El tábano Enrique Serna
En un medio literario e intelectual lleno de arrogancia e imposturas, es común creer que para escribir hace falta ser oscuro y pedante, o que el escritor debe vivir del relumbrón, la frivolidad, el glamour y el servilismo, y vender el silencio o la lisonja a los poderosos o a las masas.
Genealogía de la soberbia intelectual (Taurus, 2013) es un ensayo de Enrique Serna que desmantela —siguiendo los mecanismos dinamiteros de su maestro Nietzsche— “el viejo egoísmo de las castas sacerdotales”, siempre renovado, y “la soberbia que viene aparejada con la erudición, la capacidad analítica o la destreza verbal”. Pocos escritores como Serna se atreven a denunciar que “los hábitos mentales de los antiguos sacerdotes perviven en el alma del intelectual moderno” y que la república de las letras y las ideas está plagada de mezquindades y pillerías (véase su novela El miedo a los animales).
Serna hace, por otro lado, una exhortación saludable a la madurez moral e intelectual del público mexicano. Nos dice: supera ya tu pereza mental.
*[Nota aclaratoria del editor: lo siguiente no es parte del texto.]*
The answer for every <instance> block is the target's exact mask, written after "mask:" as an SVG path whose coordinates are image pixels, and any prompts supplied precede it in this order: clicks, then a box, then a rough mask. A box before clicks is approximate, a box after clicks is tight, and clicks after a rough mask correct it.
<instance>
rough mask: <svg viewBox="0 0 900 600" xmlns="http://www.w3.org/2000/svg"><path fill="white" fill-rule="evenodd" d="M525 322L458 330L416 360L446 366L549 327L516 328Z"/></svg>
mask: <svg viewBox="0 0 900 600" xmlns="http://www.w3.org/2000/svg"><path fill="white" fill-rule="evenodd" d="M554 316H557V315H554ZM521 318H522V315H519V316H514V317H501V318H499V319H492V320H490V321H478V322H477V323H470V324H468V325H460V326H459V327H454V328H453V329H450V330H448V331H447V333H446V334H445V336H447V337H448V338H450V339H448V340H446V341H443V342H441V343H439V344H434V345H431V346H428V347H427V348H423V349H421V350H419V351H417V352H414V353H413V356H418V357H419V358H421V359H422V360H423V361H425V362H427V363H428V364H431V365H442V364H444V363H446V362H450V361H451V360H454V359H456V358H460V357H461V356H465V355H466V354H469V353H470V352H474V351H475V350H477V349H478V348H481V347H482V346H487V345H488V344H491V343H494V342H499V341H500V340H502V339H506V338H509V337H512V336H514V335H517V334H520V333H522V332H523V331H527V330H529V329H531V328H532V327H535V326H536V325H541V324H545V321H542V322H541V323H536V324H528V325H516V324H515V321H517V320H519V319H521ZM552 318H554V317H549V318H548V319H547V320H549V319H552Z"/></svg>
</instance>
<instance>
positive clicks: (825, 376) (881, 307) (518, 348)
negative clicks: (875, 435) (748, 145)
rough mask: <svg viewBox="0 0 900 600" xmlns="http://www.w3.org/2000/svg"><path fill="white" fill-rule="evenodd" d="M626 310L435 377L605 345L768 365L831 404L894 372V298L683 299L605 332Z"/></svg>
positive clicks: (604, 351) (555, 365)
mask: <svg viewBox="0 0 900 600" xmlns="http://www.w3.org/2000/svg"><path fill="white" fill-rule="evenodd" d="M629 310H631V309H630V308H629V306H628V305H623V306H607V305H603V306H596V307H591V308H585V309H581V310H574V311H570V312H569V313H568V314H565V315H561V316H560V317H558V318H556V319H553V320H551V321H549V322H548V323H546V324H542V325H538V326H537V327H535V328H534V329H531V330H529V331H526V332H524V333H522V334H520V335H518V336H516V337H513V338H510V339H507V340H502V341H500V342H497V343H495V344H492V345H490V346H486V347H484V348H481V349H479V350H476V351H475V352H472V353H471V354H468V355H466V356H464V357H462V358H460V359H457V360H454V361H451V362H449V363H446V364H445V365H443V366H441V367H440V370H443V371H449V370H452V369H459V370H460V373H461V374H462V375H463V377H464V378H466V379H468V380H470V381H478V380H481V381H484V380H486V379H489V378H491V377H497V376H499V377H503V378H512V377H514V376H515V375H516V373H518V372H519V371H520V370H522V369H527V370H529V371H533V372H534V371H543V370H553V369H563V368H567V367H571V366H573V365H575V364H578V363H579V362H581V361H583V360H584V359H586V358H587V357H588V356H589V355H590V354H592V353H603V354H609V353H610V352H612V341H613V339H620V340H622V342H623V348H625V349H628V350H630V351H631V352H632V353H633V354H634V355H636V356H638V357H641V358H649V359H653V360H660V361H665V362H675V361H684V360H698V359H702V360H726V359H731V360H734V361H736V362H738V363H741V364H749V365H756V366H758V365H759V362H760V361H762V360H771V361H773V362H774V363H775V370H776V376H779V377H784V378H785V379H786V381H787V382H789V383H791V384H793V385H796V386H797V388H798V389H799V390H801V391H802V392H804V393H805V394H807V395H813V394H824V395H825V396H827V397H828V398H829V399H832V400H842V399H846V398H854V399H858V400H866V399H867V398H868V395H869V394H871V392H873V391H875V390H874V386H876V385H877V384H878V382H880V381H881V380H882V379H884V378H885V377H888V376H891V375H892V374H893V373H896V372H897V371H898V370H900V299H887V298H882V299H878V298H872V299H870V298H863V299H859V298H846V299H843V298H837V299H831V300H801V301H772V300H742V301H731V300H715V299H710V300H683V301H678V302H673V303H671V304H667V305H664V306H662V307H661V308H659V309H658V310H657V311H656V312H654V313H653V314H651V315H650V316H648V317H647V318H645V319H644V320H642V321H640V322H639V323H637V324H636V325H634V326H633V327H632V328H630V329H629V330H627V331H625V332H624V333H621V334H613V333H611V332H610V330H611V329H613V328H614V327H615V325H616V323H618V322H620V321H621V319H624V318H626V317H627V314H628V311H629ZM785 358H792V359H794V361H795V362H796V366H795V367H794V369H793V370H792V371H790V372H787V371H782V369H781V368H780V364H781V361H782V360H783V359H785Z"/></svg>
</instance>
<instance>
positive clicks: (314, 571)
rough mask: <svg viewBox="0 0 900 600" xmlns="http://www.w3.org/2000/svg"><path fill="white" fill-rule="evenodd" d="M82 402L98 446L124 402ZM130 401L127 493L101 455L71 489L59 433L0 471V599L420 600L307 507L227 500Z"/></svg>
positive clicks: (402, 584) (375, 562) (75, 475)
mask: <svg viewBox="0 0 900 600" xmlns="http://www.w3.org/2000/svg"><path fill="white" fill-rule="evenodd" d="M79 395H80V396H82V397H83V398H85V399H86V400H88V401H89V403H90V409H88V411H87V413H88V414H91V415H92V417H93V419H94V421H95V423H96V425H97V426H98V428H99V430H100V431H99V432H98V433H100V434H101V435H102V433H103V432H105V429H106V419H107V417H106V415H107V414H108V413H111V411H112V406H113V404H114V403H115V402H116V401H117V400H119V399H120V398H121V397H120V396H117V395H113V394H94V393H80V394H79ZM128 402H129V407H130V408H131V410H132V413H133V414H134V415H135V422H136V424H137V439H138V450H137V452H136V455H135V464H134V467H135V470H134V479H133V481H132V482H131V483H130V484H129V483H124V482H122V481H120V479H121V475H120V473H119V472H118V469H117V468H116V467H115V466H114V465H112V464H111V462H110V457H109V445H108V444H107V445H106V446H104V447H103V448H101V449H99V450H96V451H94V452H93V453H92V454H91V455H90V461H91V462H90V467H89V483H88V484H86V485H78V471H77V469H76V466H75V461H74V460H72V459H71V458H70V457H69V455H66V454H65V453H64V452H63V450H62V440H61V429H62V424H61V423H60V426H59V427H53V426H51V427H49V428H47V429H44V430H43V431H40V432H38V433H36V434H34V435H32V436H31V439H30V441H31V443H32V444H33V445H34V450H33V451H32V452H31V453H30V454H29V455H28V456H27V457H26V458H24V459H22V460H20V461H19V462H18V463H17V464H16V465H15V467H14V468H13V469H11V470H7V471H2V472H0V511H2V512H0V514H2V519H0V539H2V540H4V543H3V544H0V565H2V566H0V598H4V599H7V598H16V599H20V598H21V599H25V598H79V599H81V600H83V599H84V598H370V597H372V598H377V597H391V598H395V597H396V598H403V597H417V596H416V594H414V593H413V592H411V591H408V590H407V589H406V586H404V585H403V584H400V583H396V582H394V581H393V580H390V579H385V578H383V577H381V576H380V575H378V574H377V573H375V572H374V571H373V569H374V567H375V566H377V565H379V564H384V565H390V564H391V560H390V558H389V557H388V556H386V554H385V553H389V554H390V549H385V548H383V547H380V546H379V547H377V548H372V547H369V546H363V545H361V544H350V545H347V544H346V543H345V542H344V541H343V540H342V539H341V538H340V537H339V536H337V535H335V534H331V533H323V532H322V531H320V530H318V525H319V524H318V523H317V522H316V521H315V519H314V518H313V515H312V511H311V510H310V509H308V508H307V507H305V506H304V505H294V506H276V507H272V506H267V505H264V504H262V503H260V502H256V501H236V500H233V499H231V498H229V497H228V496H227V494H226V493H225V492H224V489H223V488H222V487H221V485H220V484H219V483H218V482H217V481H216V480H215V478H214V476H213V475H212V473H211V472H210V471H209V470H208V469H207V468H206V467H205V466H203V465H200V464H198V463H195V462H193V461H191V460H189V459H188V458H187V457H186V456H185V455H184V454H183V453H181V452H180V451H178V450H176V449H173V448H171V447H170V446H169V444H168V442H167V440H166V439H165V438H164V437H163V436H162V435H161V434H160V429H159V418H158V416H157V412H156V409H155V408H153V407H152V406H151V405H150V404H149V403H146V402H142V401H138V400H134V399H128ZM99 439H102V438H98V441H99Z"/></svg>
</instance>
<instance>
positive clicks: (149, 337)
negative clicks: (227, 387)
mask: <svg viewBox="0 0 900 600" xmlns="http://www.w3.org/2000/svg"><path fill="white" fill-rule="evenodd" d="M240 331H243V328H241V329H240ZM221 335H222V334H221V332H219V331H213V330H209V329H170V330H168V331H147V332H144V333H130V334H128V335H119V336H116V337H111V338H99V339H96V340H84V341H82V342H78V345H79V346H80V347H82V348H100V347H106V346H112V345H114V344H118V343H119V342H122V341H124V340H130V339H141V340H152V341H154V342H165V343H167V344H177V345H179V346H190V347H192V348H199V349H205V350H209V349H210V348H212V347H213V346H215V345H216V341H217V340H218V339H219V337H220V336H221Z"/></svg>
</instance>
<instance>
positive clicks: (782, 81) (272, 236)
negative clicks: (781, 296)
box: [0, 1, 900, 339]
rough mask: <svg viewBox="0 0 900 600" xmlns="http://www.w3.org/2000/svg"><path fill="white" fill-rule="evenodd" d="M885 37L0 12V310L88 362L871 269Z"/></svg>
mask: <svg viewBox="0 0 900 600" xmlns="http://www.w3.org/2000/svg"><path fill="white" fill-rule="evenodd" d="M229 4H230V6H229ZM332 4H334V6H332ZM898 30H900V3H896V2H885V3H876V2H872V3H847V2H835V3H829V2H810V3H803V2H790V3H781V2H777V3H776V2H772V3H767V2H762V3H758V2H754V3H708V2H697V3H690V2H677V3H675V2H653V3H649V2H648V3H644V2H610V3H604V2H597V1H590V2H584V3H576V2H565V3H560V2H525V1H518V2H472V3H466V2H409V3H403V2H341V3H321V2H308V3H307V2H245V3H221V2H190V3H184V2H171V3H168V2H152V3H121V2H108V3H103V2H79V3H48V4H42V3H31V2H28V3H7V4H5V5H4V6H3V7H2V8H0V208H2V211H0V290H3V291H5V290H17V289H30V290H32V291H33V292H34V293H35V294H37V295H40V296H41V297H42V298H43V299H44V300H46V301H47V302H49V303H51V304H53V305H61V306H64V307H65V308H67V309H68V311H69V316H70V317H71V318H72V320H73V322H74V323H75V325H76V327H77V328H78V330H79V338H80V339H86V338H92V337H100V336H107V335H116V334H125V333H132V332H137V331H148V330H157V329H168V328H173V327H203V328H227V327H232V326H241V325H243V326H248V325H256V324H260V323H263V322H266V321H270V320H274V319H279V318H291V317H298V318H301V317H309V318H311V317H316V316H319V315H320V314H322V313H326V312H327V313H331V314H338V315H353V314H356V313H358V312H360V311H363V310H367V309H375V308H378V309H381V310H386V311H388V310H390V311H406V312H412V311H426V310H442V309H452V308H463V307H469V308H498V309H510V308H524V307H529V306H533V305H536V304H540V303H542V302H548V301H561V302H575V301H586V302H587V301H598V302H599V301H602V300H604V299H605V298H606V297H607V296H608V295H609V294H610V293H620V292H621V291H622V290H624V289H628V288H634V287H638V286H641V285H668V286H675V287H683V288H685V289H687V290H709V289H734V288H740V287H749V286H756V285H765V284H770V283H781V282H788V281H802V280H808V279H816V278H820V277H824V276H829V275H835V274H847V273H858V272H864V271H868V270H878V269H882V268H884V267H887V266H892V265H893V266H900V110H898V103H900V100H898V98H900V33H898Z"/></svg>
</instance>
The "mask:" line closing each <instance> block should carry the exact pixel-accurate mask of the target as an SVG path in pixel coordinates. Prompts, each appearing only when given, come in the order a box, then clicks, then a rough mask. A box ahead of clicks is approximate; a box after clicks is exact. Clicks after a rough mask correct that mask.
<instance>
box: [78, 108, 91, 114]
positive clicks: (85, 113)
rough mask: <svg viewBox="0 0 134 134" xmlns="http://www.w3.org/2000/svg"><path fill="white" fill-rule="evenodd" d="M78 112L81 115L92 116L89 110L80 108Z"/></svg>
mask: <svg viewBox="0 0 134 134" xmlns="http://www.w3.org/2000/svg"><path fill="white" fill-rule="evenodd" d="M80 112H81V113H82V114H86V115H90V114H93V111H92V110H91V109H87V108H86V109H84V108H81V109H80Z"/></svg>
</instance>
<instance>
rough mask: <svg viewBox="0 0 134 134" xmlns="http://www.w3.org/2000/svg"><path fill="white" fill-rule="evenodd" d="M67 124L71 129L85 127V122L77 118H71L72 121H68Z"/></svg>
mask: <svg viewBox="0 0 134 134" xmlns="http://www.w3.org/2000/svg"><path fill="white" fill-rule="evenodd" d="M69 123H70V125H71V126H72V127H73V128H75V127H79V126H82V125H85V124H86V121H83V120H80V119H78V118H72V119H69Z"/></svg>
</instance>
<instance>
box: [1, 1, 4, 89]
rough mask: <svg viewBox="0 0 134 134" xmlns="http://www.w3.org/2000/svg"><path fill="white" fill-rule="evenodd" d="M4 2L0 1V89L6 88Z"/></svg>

Rechaza “el populismo hipócrita de las cadenas televisivas”, que te adulan mientras te embrutecen. Esfuérzate por ampliar tus horizontes culturales para dejar de ser hombre-masa y convertirte en individuo. Un valeroso llamado en la era de los demagogos (o, lo que es casi igual, influencers), y los videos de TikTok.
Escritor independiente, directo, mordaz, irónico, distendido —y que navega con solvencia por los más variados campos, que van de la filosofía y las letras hasta la historia de las religiones y las artes plásticas—, Serna es una de las voces más lúcidas de la literatura mexicana. Sus novelas son amenas y formalmente redondas. Sus ensayos y columnas de opinión dejan clara su filiación ideológica: no la izquierda ni la derecha, sino el compromiso con el aguijón crítico de la inteligencia. Por ello no teme a la incorrección política ni a socavar polémicamente —mas siempre con rigor— tanto al movimiento woke como al populismo de Trump, tanto al Gobierno mexicano como a la oposición.
Como buen neoilustrado, Serna siente horror por la ignorancia. Pero, a diferencia de herméticos y petulantes, no desea erradicar a la plebe ni ser adulado por ella. Desea educar a la gente. De ahí su terquedad kantiana por alentarnos a usar nuestro propio entendimiento. De ahí su prosa transparente, fluida, elegante, obra no sólo de una aguda capacidad analítica y una refinada sensibilidad literaria, sino de una vocación democrático-moral por extender la cultura a todos los estratos de la sociedad.
Serna es, en suma, un heredero de Sócrates, “un partero de conocimientos, no un maestro que apabullaba a los alumnos con su erudición”. Fustigador implacable de toda retórica colectivista, Serna cree fervientemente en la dignidad del individuo y que “el pueblo está dotado para llegar por sí mismo a la verdad y la belleza, sea cual sea su grado de cultura libresca”. Si nos exhorta y critica de continuo, es porque confía en nosotros, en nuestro juicio moral y estético, en nuestra capacidad verbal e intelectual.
Su Genealogía nos recuerda que la ignorancia es un medio para la opresión política y religiosa (“Durante más de un milenio, los asistentes a las misas católicas oyeron latinajos que les infundían pavor o respeto, sin conocer su significado”). Que el vicio capital del escritor consiste en renunciar a transmitir ideas y emociones para reafirmar con soberbia narcisista su propio sentimiento de superioridad moral ante el público. Y que, como sostenía la paideia griega, la excelencia humana está al alcance no sólo de las élites sino de cualquiera que persevere en ella.